On ne sait s’il faut en rire ou en pleurer. Le nouveau gouvernement algérien, annoncé ce 18 novembre 2024, ressemble davantage à un inventaire à la Prévert qu’à un exécutif censé diriger un pays en crise. À la lecture des portefeuilles ministériels, on cherche presque un « ministère du bonheur et de la joie » ou un « ministère du Nif » tant la déconnexion avec la réalité est totale.
Pendant que les Algériens font la queue pour trouver du café, des lentilles ou des pneus, leur gouvernement s’offre le luxe de dédoubler le ministère du Commerce. Un pour l’intérieur – gérer les pénuries ? – et un autre pour l’extérieur – superviser les 94% d’exportations d’hydrocarbures ? La création d’un ministère de la « qualité de la vie » frise le cynisme dans un pays où les services de base se délitent. Quant au ministère de « l’économie de la connaissance« , on se demande s’il n’est pas né d’un générateur aléatoire de titres administratifs.
Plus révélateur encore est la nomination de Saïd Chanegriha comme ministre délégué à la Défense. Cette récompense pour services rendus lors de la réélection contestée de Tebboune illustre parfaitement les priorités du régime : satisfaire les ambitions personnelles plutôt que répondre aux défis stratégiques.
Le timing de cette mascarade administrative ne manque pas de sel. L’Algérie vient de perdre définitivement la bataille du Sahara occidental, avec un soutien international croissant au plan d’autonomie sous souveraineté marocaine. Le Maroc, dans une position de force inédite, peut même se permettre de refuser les tentatives de rapprochement algériennes, malgré la médiation de Macron. Et pendant que les rumeurs d’un possible conflit armé s’intensifient, Alger répond par… un ministère de la « qualité de la vie ».
À Rabat, on doit observer cette auto-destruction institutionnelle avec un mélange d’incrédulité et d’amusement. Le Maroc n’a même plus besoin d’agir : son principal adversaire s’autodétruit méthodiquement, nomination après nomination, ministère fantaisiste après ministère fantaisiste.
L’horizon s’assombrit encore avec le retour probable de Trump à la Maison Blanche. La promesse de relance massive du gaz de schiste américain menace directement la principale – et quasi unique – source de devises de l’Algérie. Face à ce tsunami qui s’annonce, le régime répond par une inflation bureaucratique qui confine à l’absurde.
Ce gouvernement de l’incohérence n’est plus seulement le symptôme d’un régime en perdition, il en devient la caricature.

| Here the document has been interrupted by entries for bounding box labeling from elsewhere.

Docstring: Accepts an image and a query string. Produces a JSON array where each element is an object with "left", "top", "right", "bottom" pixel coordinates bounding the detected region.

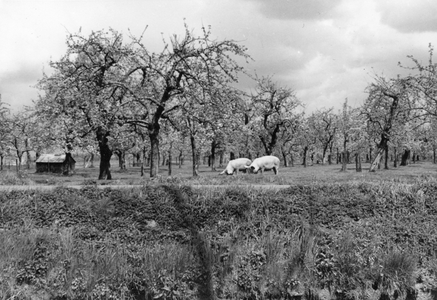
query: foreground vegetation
[{"left": 0, "top": 173, "right": 437, "bottom": 299}]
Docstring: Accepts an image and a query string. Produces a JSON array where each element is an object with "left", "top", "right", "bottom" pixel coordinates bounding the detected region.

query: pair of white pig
[{"left": 219, "top": 155, "right": 279, "bottom": 175}]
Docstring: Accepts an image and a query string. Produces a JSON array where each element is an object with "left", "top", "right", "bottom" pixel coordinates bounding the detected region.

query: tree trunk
[
  {"left": 401, "top": 149, "right": 411, "bottom": 166},
  {"left": 116, "top": 150, "right": 126, "bottom": 170},
  {"left": 209, "top": 139, "right": 217, "bottom": 172},
  {"left": 179, "top": 150, "right": 184, "bottom": 169},
  {"left": 281, "top": 149, "right": 288, "bottom": 167},
  {"left": 302, "top": 146, "right": 308, "bottom": 168},
  {"left": 149, "top": 129, "right": 159, "bottom": 178},
  {"left": 190, "top": 135, "right": 199, "bottom": 177},
  {"left": 432, "top": 147, "right": 437, "bottom": 163},
  {"left": 322, "top": 144, "right": 328, "bottom": 165},
  {"left": 355, "top": 153, "right": 363, "bottom": 172},
  {"left": 341, "top": 136, "right": 348, "bottom": 172},
  {"left": 96, "top": 128, "right": 112, "bottom": 180},
  {"left": 384, "top": 145, "right": 388, "bottom": 170},
  {"left": 168, "top": 142, "right": 173, "bottom": 176}
]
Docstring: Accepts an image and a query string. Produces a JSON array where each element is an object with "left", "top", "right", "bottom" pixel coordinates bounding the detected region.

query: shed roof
[{"left": 36, "top": 154, "right": 74, "bottom": 163}]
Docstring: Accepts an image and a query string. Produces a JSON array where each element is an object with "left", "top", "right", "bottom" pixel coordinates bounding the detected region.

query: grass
[
  {"left": 0, "top": 161, "right": 437, "bottom": 186},
  {"left": 0, "top": 162, "right": 437, "bottom": 299}
]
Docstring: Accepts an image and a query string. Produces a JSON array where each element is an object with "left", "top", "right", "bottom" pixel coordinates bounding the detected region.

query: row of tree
[{"left": 0, "top": 25, "right": 437, "bottom": 179}]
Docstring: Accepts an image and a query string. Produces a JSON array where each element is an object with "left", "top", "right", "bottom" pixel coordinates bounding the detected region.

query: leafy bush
[
  {"left": 0, "top": 171, "right": 35, "bottom": 185},
  {"left": 0, "top": 180, "right": 437, "bottom": 299}
]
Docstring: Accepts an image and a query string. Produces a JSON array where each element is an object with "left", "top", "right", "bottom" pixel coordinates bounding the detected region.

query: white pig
[
  {"left": 219, "top": 158, "right": 252, "bottom": 175},
  {"left": 246, "top": 156, "right": 279, "bottom": 175}
]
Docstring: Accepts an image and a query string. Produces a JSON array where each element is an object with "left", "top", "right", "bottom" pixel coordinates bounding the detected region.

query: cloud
[
  {"left": 377, "top": 0, "right": 437, "bottom": 33},
  {"left": 244, "top": 0, "right": 341, "bottom": 20}
]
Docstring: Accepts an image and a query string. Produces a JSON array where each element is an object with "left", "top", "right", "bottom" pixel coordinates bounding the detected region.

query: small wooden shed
[{"left": 36, "top": 153, "right": 76, "bottom": 175}]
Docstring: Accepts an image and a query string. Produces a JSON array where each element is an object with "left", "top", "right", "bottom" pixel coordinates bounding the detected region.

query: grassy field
[
  {"left": 0, "top": 162, "right": 437, "bottom": 300},
  {"left": 0, "top": 161, "right": 437, "bottom": 186}
]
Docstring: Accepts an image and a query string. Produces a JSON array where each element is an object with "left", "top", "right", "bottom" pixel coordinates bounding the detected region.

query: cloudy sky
[{"left": 0, "top": 0, "right": 437, "bottom": 112}]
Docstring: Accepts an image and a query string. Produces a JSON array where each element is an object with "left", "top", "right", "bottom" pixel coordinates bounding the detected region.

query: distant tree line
[{"left": 0, "top": 25, "right": 437, "bottom": 179}]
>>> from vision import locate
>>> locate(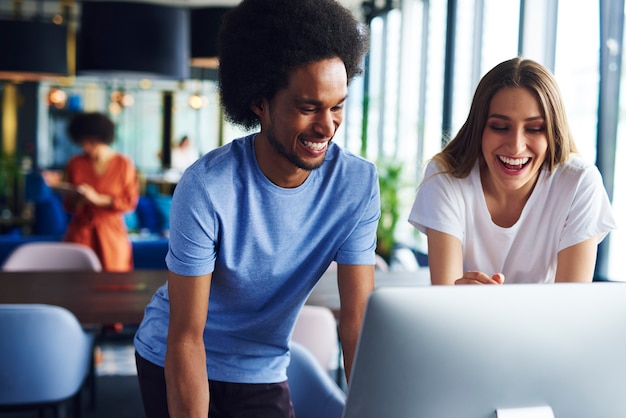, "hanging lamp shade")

Dans ce naufrage administratif, seuls manquent peut-être ces fameux ministères du « bonheur » et du « Nif » pour achever de transformer ce qui se voulait un gouvernement en une anthologie définitive de l’absurde bureaucratique.
À l’heure où l’Algérie aurait besoin d’une vision claire et d’une gestion rigoureuse, elle obtient un catalogue ministériel qui relève plus du théâtre de l’absurde que de l’administration d’État. Le principal adversaire de l’Algérie n’est décidément plus le Maroc : c’est ce régime qui semble avoir définitivement perdu contact avec la réalité.